The process is about how human beings operate and how the
nervous system is in a situation. I very much like this idea
that we don't think in a cause and effect kind of way. That's
a very different kind of thinking than the kind of academic
thinking I was trained in.
As I say, from the very beginning, the things Moshe said
would make sense to me. One of the things I was most attracted
to was his way of expressing himself and taking and thinking
about what he did. His way of doing was so opposed to the
kind of academic training I had. It wasn't anti-intellectual
or unintelligent. On the contrary it was unifying. It involved
every aspect of being human. It was sensitive. It was sensory.

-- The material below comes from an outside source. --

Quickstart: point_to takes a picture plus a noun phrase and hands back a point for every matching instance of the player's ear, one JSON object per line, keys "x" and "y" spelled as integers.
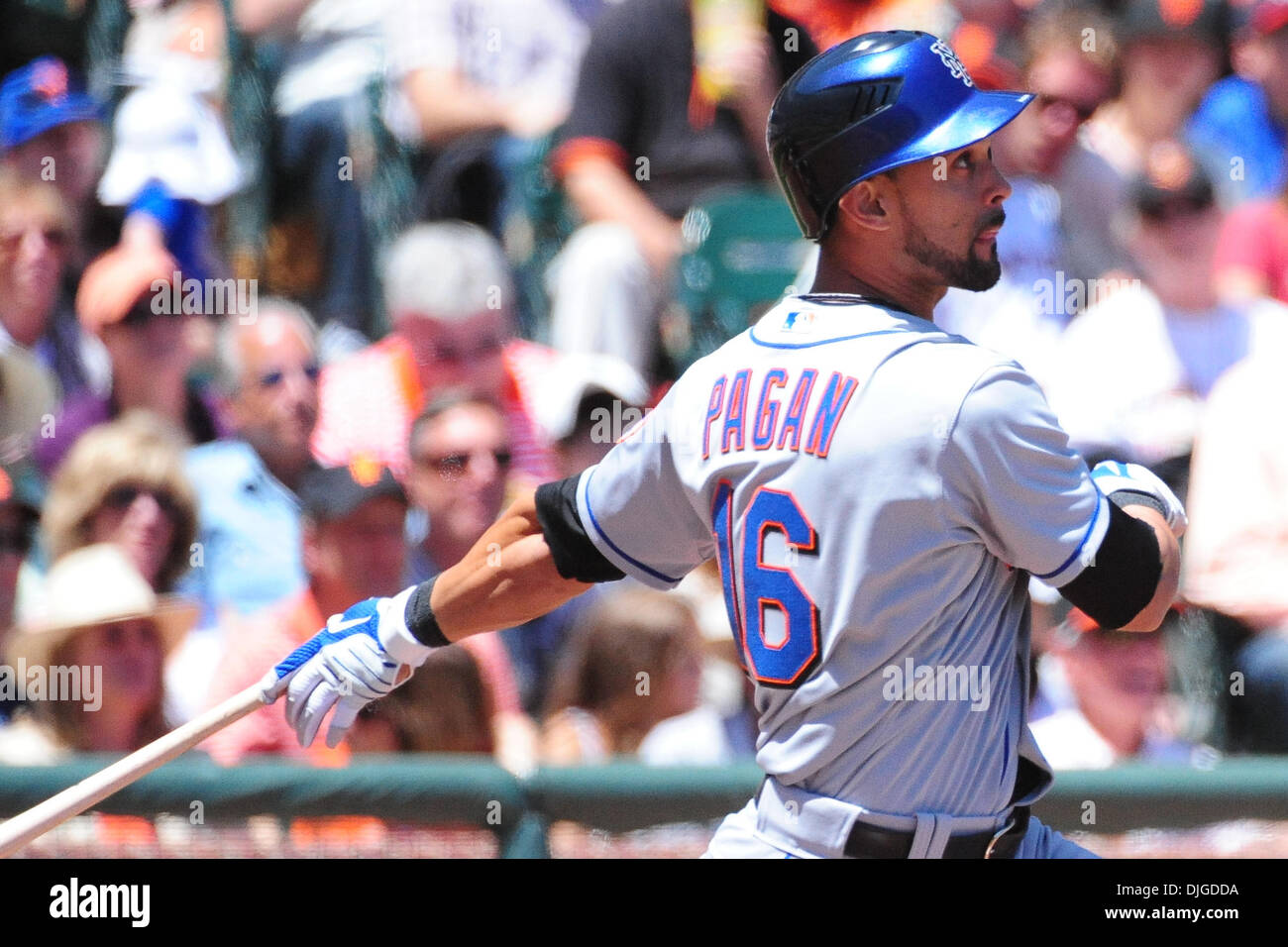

It was also thinking in a direct kind of way. It was intelligent
in the sense that it could be intellectualised after the
fact. Which Moshe did do.
But Moshe wasn't sure that he was actually succeeding in
teaching people to think differently.
He tried. I think that it was the toughest part of what
he attempted to do... That it is the part of the work that
we do poorest, as trainers... I've often asked myself how
that can be improved and haven't come to a conclusion yet
but at the same time I think that in the process of training,
in asking questions and answering questions, a lot can be
done. For example students often have quandaries and questions
that result from their own language confusions. I know that
some of the teachers attempt to deal with that by directing
students into their experience again, which is a way of doing
that kind of clarification. My guess is that I haven't evolved
my own teaching in that direction as much as I'd like. But
finding ways to direct the question into experience is a
way of clarifying the thinking that I like. If you are tuned
into the senses you see what the result is. You can see the
results come about through the interaction and not through
specific knowledge...
It's thinking from the senses into acting... It doesn't
bypass the intellect so much as the symbolic level... the
verbalisation. For people who haven't taken that step its
hard to imagine what it is. Early an I started doing that
in the FI work and it would come about that I would act,
that is touch, do something, feel, and then realse that I
hadn't any verbal model of how I got from the sensing to
acting and back and forth, but I had done it nevertheless.
Could you put that into words later, with hindsight?
Of course. Moshe always called that the third approximation
or the fourth approximation. By that he meant that after
you knew what you did you could in fact describe your 'thinking'
process... but that description came post experience. For
me that is the beauty of the Method.